The certainty of this statement not only ignores the history of political prisoners, it ignores the severity of the present situation. Those who are inspired to follow my actions are those who understand that we are on a path toward catastrophic consequences of climate change. They know their future, and the future of their loved ones, is on the line. And they know we are running out of time to turn things around. The closer we get to that point where it's too late, the less people have to lose by fighting back. The power of the Justice Department is based on its ability to take things away from people. The more that people feel that they have nothing to lose, the more that power begins to shrivel. The people who are committed to fighting for a livable future will not be discouraged or intimidated by anything that happens here today.

And neither will I. I will continue to confront the system that threatens our future. Given the destruction of our democratic institutions that once gave citizens access to power, my future will likely involve civil disobedience. Nothing that happens here today will change that. I don't mean that in any sort of disrespectful way at all, but you don't have that authority. You have authority over my life, but not my principles. Those are mine alone.

Judge Benson imposed a sentence of two years in prison and a $10,000 fine, saying that were it not for his "continuing trail of statements" post-auction, DeChristopher might have avoided prosecution and prison. According to the judge, "The offense itself, with all apologies to people actually in the auction itself, wasn't that bad."

The sentencing was followed by protests in Salt Lake City, where 26 people were arrested, and other U.S. cities.

===Incarceration===
DeChristopher was initially held at Federal Correctional Institution, Herlong and was later transferred to Federal Correctional Institution, Englewood.

According to a Peaceful Uprising press release, in March 2012 DeChristopher was moved from a minimum security camp to a restrictive "special housing unit" because an email he sent to a friend contained the word "threaten," triggering an alert from the inmate correspondence monitoring system. DeChristopher was released on April 21, 2013, a day before Earth Day, after 21 months in prison.

===Appeal===

DeChristopher appealed to the United States Court of Appeals for the Tenth Circuit, which affirmed the convictions.

==In popular culture==
Edward Sharpe and the Magnetic Zeros singer Alex Ebert recorded a music video "Let's Win" showcasing popular support for DeChristopher and scenes from a Salt Lake City protest in March 2011.

Author Chris Guillebeau's book, The Art of Non-Conformity, supports DeChristopher's actions as "creative acts of protest" in times when "morality and law are on opposite sides."

Rolling Stone magazine journalist Jeff Goodell wrote an article on DeChristopher calling him "America's Most Creative Climate Criminal."

American author and environmentalist Terry Tempest Williams published an op-ed piece in The Salt Lake Tribune following DeChristopher's sentence.
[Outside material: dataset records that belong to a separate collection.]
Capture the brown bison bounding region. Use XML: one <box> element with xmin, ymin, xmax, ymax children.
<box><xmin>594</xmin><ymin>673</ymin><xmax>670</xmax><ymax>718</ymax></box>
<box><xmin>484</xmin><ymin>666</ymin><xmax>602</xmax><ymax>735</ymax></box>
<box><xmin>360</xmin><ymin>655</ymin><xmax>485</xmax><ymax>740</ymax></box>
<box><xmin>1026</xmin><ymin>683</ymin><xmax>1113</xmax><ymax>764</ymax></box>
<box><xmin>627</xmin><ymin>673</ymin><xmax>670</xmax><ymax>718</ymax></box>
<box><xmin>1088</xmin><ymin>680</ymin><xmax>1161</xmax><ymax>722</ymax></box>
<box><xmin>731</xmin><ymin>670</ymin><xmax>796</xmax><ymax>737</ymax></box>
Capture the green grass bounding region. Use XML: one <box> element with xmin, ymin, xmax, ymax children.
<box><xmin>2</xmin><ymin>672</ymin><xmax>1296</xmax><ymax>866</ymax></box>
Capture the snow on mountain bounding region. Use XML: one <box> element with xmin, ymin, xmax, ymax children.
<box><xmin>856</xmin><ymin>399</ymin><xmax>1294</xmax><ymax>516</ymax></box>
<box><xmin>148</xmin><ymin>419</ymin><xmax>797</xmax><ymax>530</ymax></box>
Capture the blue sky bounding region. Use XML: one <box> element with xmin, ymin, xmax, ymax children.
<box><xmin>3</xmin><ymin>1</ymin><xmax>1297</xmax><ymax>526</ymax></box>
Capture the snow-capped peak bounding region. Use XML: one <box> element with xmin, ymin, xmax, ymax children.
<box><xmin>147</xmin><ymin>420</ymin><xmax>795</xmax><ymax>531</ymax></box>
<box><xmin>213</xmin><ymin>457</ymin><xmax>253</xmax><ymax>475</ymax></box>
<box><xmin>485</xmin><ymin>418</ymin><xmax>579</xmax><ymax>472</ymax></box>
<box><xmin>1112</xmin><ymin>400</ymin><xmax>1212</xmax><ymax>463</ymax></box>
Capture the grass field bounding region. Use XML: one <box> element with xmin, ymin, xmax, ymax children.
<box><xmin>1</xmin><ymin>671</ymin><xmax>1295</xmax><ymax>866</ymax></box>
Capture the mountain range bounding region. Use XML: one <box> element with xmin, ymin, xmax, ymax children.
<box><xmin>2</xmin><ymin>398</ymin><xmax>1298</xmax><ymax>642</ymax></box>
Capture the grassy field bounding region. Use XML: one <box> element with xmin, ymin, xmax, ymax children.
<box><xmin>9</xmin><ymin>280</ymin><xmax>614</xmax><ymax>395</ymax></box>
DeChristopher was named an Utne Reader visionary in 2011.

TreeHugger named DeChristopher 2011 Person of the Year on December 16, 2011.

A December 17, 2011 article in The Salt Lake Tribune named DeChristopher as one of 16 candidates selected by their Editorial Board to be named 2011 Utahn of the Year.

Bidder 70, a documentary film about DeChristopher directed by Beth Gage and George Gage, was released in 2012.

A "Special Treat" Q&A session was held following the 7:10pm May 17, 2013 "Theatrical Opening" of Bidder 70 at Quad Cinema in NYC. DeChristopher spoke on topics relevant to activist causes, his prison experience, and why he planned to attend Harvard Divinity School in the Fall. DeChristopher notably described himself as an "anti-government activist". Notable among the questioners was Gasland director Josh Fox. A complete video of the session was published on YouTube on May 20, 2013.

DeChristopher was interviewed on television by David Letterman on the Late Show on June 25, 2013.

DeChristopher visited Wendell Berry at his home in Kentucky in summer 2019. Their conversation appeared in Orion Magazine in March 2020 entitled "To Live and Love with a Dying World."